B. Faktor-Faktor yang Mempengaruhi Emosi
1.
Faktor Internal
Umumnya
emosi seseorang muncul berkaitan erat dengan apa yang dirasakan seseorang
secara individu. Mereka merasa tidak puas, benci terhadap diri sendiri dan
tidak bahagia. Adapun gangguan emosi yang mereka alami antara lain adalah:
a.
Merasa tidak terpenuhi kebutuhan fisik mereka
secara layak sehingga timbul ketidakpuasan, kecemasan dan kebencian terhadap
apa yang mereka alami.
b.
Merasa dibenci, disia-siakan, tidak mengerti dan
tidak diterima oleh siapapun termasuk orang tua mereka.
c.
Merasa lebih banyak dirintangi, dibantah, dihina
serta dipatahkan dari pada disokong, disayangi dan ditanggapi, khususnya
ide-ide mereka.
d.
Merasa tidak mampu atau bodoh.
e.
Merasa tidak menyenangi kehidupan keluarga
mereka yang tidak harmonis seperti sering bertengkar, kasar, pemarah, cerewet
dan bercerai.
f.
Merasa menderita karena iri terhadap saudara
karena disikapi dan dibedakan secara tidak adil.
2. Faktor
eksternal
Menurut Hurlock
(1980) dan Cole (1963) faktor yang mempengaruhi emosi adalah :
a. Orang
tua atau guru memperlakukan mereka seperti anak kecil yang membuat harga diri
mereka dilecehkan.
b. Apabila
dirintangi, anak membina keakraban dengan lawan jenis.
c.
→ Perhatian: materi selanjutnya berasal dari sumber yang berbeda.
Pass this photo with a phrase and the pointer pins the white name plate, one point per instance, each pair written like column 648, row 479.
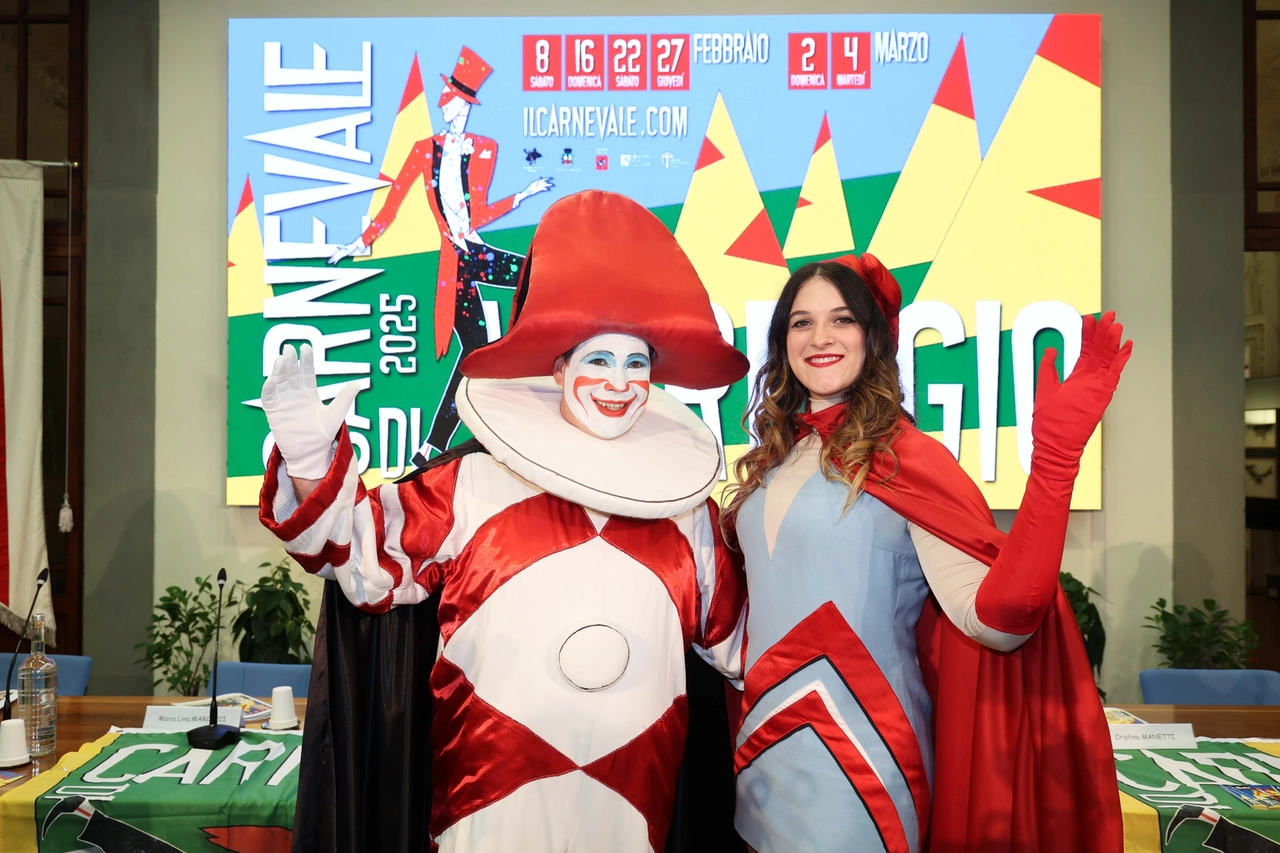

Terlalu
banyak dirintangi dari pada disokong, misalnya mereka lebih banyak disalahkan,
dikritik oleh orang tua atau guru, akan cenderung menjadi marah dan
mengekspresikannya dengan cara menentang keinginan orang tua, mencaci maki
guru, atau masuk geng dan bertindak merusak (destruktif).
d. Disikapi
secara tidak adil oleh orang tua, misalnya dengan cara membandingkan dengan
saudaranya yang lebih berprestasi dan lainnya.
e. Merasa
kebutuhan tidak dipenuhi oleh orang tua padahal orang tua mampu.
f. Merasa
disikapi secara otoriter, seperti dituntut untuk patuh, banyak dicela, dihukum
dan dihina.
Nilai (value) merupakan rujukan dan keyakinan
dalam menentukan pilihan, ukuran untuk menentukan apakah sesuatu itu baik atau
buruk. Nilai adalah berupa norma, etika, peraturan, undang-undang, adat kebiasaan,
aturan agama, dan rujukan lainnya yang memiliki harga dan dirasakan berharga
bagi seseorang dalam menjalani kehidupannya.
Nilai-nilai
kehidupan adalah norma-norma yang berlaku dalam masyarakat, misalnya adat
kebiasaan dan sopan santun (Sutikna, 1988 : 5). Sopan santun, adat, dan
kebiasaan serta nilai-nilai yang terkandung dalam Pancasila adalah nilai-nilai
hidup yang menjadi pegangan seseorang dalam kedudukannya sebagai warga negara
Indonesia dalam hubungan hidupnya dengan negara serta dengan sesama warga
negara.
Nilai-nilai yang terkandung dalam
Pancasila yang termasuk dalam sila Kemanusiaan yang Adil dan Beradab, antara
lain:
1. Mengakui persamaan derajat, persamaan hak, dan
persamaan kewajiban antara sesama manusia.
2. Mengembangkan sikap tenggang rasa.
3. Tidak semana-mena terhadap orang lain, berani
membela kebenaran dan keadilan, dan sebagainya.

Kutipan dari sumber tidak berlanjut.